Never done it myself but it seems a good way to go. Non horseboxes are probably better run and maintained and morr readily available. There are def places that provided DIY conversion kits with instructions. It would be possible to do the bare minimum for transporting horses and do other bits and pieces as and when time/money permits. Seek advice on the best type of truck tho.


----------



## Mince Pie (17 June 2011)

Seriously? By all means find a suitable van and then send it off to a coachbuilder who knows what they are doing to do the conversion. I would absolutely stay clear of any lorry that had been converted in a D.I.Y job, so doubt you would get much if you ever needed to sell it.


----------



## Booboos (17 June 2011)

I would be very very careful about this. For starters a good second hand chassis is very hard to find so you would need a very good mechanic scouring the country to find the right chassis for you otherwise you could pay a lot of money for a deathtrap.

The second problem is that the conversion is a specialised job. You need to use the right materials to ensure a box that is structurally sound, able to withstand use by horses AND lightweight enough not to mess up your payload - this is a lot more difficult that it sounds. You also need to do the calculations to make sure you have the right length chassis so that you don't overload either of the two axles and the ramp needs to be properly counter balanced. 

You may well be a wizard at DIY, in which case go for it, but I would be a bit careful as you might throw a lot of money away.


----------



## smiggy (17 June 2011)

have just had this coverted on a 2005 5t iveco chassis







took ages for the guy doing the conversion to find a good quality chassis as they are rarer than 3.5t
was much cheaper than equivalent from one of the big names, horses travel really well and a delight to drive
pm if you want costs/names 

PS he does other colours if more restrained


----------



## sprite1978 (17 June 2011)

You may find it difficult to find a builder who will spend the time looking for a 5t chassis when they can readily sell 3.5t vans. If he is willing, he will probably charge a premium for it. So finding your own might be a good option. Have you considered a short wheel base 7.5ton. The size difference is less than you might think.


----------



## Silent Knight (19 June 2011)

Well I've not been put off. Got quite excited when i saw your post Smiggy. Iv pmed you. If anyone has any tips or advise it will be greatfully recieved. xx


----------



## Sukistokes2 (19 June 2011)

A local guy who converts lorries and vans to carry horses quoted me around £7000 to do the whole job. Done to your specs, your design i think it's a good deal, if you can find the right van or lorry.


----------



## Kokopelli (19 June 2011)

We're getting a van conversion done for £10,000. We're having a different layout done on the inside though compared to what is 'normal' so we'll see how it works.


----------



## Time Tells (19 June 2011)

murphysgirl said:



			I am wondering if it would be cheaper to find my own van / lorry and then have it converted. I want an aprox. 5 ton van So that it comfortably and legaly carries 2 x 16.hh.

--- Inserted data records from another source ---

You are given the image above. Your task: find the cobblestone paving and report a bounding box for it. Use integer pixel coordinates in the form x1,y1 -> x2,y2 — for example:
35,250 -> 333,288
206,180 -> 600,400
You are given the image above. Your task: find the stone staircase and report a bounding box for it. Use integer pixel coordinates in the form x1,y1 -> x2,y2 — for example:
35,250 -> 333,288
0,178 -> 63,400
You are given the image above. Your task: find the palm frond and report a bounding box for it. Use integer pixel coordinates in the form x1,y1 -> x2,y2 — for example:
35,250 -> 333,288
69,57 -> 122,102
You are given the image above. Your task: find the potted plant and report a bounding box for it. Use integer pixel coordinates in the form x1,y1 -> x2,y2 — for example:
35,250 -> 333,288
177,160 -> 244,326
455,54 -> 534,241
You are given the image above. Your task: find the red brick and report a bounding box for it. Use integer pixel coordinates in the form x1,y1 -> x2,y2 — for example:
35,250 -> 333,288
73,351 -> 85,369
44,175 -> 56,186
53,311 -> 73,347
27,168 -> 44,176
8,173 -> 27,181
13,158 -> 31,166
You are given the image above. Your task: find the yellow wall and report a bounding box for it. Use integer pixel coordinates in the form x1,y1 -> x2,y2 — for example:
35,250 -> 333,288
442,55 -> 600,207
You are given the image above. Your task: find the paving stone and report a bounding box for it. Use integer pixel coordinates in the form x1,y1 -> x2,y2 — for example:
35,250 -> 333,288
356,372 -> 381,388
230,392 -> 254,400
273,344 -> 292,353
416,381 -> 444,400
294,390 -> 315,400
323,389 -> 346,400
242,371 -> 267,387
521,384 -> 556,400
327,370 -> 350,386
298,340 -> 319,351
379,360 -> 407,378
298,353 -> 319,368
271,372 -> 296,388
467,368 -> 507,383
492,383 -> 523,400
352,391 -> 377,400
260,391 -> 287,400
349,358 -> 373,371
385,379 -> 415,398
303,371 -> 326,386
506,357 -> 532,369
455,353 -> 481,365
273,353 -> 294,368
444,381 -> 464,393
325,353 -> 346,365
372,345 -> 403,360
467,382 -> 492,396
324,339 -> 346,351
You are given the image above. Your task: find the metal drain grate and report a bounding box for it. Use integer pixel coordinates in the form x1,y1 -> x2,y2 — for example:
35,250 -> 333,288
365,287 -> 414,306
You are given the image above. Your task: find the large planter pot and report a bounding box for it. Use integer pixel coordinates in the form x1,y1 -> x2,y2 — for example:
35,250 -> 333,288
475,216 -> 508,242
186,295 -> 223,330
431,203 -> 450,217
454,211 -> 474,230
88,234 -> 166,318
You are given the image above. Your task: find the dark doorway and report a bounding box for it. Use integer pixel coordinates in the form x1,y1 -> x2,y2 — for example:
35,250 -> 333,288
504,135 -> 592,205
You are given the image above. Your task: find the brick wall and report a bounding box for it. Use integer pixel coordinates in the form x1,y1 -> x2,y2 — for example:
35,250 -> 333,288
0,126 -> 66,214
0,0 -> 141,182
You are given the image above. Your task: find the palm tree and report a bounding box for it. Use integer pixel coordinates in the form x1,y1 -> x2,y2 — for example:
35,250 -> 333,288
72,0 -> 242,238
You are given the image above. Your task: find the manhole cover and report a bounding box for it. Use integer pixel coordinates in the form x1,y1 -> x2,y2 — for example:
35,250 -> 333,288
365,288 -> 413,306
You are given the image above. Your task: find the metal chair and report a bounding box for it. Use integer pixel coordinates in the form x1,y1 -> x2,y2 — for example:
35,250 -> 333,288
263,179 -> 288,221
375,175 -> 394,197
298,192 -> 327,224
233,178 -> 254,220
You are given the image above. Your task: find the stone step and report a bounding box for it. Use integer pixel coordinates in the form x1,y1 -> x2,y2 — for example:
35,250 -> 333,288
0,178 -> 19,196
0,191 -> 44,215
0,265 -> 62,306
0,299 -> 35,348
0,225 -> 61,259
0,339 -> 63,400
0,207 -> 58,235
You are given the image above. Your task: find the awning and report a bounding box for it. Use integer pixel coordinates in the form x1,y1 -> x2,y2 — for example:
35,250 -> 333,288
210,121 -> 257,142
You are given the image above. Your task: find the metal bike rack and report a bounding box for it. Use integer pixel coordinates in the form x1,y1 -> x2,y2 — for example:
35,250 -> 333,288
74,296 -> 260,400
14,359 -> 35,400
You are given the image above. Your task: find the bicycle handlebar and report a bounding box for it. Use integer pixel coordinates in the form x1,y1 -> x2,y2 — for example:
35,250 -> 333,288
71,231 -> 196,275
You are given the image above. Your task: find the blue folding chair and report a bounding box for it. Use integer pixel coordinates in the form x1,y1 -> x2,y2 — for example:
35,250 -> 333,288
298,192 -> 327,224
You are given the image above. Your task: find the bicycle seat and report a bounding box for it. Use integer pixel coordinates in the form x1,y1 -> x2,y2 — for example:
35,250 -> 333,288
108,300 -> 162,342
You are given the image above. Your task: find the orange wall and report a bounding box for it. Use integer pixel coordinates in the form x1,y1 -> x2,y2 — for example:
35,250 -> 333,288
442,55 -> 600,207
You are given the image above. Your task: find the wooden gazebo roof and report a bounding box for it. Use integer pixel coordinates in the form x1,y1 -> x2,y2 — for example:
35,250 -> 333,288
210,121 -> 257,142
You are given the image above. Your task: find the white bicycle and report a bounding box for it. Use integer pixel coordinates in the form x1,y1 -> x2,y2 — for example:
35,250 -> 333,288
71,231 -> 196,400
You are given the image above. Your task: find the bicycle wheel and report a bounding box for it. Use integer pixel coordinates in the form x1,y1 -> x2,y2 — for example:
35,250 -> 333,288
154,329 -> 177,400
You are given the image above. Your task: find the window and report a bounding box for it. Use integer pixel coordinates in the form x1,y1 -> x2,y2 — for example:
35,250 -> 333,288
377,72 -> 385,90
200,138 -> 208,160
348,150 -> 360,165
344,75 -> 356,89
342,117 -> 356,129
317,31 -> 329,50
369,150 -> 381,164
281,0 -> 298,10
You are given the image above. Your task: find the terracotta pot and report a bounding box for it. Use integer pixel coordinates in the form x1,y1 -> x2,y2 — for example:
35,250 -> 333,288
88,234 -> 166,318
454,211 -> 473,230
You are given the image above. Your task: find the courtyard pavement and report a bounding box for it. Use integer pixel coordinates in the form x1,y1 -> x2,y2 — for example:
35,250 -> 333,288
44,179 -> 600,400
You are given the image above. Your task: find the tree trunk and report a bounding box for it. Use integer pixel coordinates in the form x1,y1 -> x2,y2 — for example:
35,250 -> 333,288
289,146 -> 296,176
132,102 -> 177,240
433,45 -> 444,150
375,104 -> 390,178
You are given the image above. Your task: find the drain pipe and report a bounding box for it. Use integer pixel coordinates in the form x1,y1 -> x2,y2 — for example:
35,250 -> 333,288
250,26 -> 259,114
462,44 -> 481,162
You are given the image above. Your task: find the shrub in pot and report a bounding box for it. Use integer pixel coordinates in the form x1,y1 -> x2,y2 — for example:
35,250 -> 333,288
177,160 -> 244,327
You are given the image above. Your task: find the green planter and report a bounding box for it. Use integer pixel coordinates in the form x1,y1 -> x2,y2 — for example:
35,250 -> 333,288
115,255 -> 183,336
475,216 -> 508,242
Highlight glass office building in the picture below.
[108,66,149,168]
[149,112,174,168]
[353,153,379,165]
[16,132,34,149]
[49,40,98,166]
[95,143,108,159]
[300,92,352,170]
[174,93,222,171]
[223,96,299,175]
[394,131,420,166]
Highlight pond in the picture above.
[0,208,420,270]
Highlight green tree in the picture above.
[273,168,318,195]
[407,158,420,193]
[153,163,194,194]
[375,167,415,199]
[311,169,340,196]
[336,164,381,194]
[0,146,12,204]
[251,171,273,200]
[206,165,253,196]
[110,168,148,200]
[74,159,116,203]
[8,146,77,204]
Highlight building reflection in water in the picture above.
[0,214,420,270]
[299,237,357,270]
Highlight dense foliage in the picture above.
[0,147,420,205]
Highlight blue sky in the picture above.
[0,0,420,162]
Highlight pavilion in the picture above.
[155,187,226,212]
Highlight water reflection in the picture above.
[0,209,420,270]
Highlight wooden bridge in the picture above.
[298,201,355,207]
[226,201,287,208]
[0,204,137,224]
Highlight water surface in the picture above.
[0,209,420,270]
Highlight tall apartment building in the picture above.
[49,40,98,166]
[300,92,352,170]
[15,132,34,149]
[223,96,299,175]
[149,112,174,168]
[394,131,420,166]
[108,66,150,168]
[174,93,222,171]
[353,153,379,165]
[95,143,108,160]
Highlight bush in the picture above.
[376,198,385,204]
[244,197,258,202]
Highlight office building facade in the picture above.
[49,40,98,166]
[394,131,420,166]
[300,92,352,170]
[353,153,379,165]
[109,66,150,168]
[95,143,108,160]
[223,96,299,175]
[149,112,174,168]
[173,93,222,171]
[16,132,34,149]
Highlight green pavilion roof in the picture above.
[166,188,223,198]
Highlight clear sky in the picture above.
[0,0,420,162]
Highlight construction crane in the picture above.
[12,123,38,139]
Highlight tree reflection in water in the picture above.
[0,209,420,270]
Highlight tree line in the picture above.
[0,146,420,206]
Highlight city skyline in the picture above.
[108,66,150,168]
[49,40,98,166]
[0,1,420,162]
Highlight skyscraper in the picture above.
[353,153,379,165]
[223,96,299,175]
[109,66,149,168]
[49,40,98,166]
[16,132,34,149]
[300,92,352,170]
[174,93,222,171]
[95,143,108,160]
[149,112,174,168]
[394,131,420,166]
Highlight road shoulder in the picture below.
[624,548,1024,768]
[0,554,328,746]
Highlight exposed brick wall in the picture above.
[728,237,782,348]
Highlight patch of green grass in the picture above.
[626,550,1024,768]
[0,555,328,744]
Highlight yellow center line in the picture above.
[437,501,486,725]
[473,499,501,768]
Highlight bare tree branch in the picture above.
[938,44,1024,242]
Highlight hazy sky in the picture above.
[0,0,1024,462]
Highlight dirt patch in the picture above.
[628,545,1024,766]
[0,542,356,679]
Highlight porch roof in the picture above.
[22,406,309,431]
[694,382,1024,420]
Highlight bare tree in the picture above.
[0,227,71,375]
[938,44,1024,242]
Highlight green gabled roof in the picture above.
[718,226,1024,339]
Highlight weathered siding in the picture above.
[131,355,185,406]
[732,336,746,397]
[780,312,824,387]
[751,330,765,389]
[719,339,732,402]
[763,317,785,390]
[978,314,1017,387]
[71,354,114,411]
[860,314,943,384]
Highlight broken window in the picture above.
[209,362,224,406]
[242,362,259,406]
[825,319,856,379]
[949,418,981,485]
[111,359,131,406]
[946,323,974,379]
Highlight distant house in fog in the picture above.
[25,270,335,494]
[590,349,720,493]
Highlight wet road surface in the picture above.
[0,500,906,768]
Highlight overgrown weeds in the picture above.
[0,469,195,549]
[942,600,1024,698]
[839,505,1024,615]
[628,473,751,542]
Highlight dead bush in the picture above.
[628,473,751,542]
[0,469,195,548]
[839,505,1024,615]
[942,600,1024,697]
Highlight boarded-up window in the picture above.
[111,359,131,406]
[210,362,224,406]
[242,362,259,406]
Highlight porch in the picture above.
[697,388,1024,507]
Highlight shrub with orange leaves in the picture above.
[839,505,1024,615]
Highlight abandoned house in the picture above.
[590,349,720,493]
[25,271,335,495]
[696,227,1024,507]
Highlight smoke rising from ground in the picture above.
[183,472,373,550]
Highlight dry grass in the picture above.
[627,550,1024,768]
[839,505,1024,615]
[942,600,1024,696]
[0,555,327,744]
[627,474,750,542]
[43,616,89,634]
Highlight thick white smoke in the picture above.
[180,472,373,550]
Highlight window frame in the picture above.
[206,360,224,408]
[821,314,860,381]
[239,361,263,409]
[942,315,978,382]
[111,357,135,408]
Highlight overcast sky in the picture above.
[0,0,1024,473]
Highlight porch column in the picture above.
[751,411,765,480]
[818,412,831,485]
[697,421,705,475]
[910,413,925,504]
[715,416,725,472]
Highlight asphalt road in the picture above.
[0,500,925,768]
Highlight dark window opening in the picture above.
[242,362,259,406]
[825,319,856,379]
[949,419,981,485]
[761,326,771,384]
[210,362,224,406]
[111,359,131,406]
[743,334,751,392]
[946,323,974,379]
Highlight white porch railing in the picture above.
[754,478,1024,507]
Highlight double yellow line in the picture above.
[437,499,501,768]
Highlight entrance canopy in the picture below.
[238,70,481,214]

Does anyone have any experiance of doing this, what did you pay, What van did you use? etc.

Any information would be great

Thanks
		
Click to expand...


Remember you have to take a test in order to beable to drive a 7.5 tonn lorry.
Whatever you go for, I would not have one where the horse rides over the anxle

I have just had a conversion, they did a great job, but you will be looking in excess of £4,000 from a reliable horse conversion company. I have the names of two if you would like to call them.  The floor is always an issue, so becareful if you are buying one already done. A friend of mine bought one which looked and appeared to be great, until 6 weeks after purchase she was travelling her £10.000 horse and his legs went throught the floor. He was injured physically, but that mended, his mental issue was more difficult to address and my friend has only just been able to get him to stand in the box.


----------